Fifth, the identified multiparametric signature comprised 4 image features shown in Table 2. Interestingly, they were all high-order texture features, extracted with different image standardization parameters combinations from the whole tumor in T1 images, and from the tumor core and non-enhancing area in T1C images. We believe it was because high-order texture features reflected more nonrandom patterns (more reproducible) and captured more imaging heterogeneity (more prognostic) compared with first-order features. Specifically, \({f}_{1}\) measured the textural smoothness of the whole tumor area; \({f}_{2}\) characterized the distribution of gray levels of runs in the solid tumor core; \({f}_{3}\) described the texture homogeneity of the whole tumor area; \({f}_{4}\) quantified the informational correlation of voxel pairs in the non-enhancing area. This result was similar to several previous studies in5,9. However, the selected 4 features were different from the results in previous work8,9. One reason was that previous studies did not use multiple image standardization parameters. Note that the feature \({f}_{4}\) from non-enhancing area was finally selected, indicating its better univariate prognostic value. Similarly, the study in24 demonstrated that morphologic imaging features and hemodynamic parameters obtained from the non-enhancing area correlated with patient survival. Our finding implied that the non-enhancing area could provide useful prognostic information. One possible reason was that the texture of non-enhancing area may reflect the aggressiveness and invasiveness of the tumor. From the radiomics hypothesis, imaging heterogeneity could be the expression of genetic heterogeneity which could indicate poorer prognosis10. The interpretation of association between radiomics features and genetic characteristics is still challenging, which is related to complex underlying biological processes25. To address this radiogenomics studies are required in future.

Sixth, in addition to assess the univariate reproducibility and prognostic power of individual feature, the impact of different voxel sizes, quantization methods and gray levels on the prognostic performance of radiomics signatures was also investigated in detail, which has never been studied. The results in Supplementary Table 5 and Supplementary Figure 4 indicated that fixed-parameter signatures based on voxel size of 1mm were found to perform better than those built at larger voxels.
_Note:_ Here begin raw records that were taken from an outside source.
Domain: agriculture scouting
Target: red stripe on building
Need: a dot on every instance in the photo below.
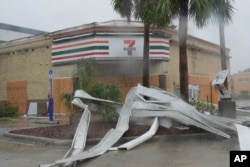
(157, 42)
(80, 55)
(159, 53)
(79, 44)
For the multiparametric signature, all 4 non-zero features were also built at voxel size of 1mm. This finding was similar with previous radiomics studies based on CT images12. One possible reason was that larger voxel size could affect the spatial distributions of the intensities, thusly reduce the value of high-order texture features extracted.

This study still had several limitations. First, this was a retrospective study with relatively small patient cohort, although independent validation cohort was used. The bias was controlled and patients with loss of follow-up were excluded. In future, large-scale multicenter study is required. Second, the association between imaging features and underlying genetic characteristics was not assessed. In future, our radiogenomics study will involve several well-studied genomic signatures for GBM, such as the O6-methylguanine-DNA methyltransferase (MGMT) methylation status and the isocitrate dehydrogenase (IDH) 1/2 mutations.

In conclusion, this paper presented a radiomics model that offered a fully-automatic workflow to generate reproducible and prognostic multiparametric imaging signature. The proposed multiparametric signature predicted OS in GBM patients with better performance compared with the fixed-parameter radiomics signatures and conventional prognostic factors. Despite the limitations, the proposed method had the potential to facilitate the preoperative patient care and made a step forward radiomics-based precision medicine of GBM patients.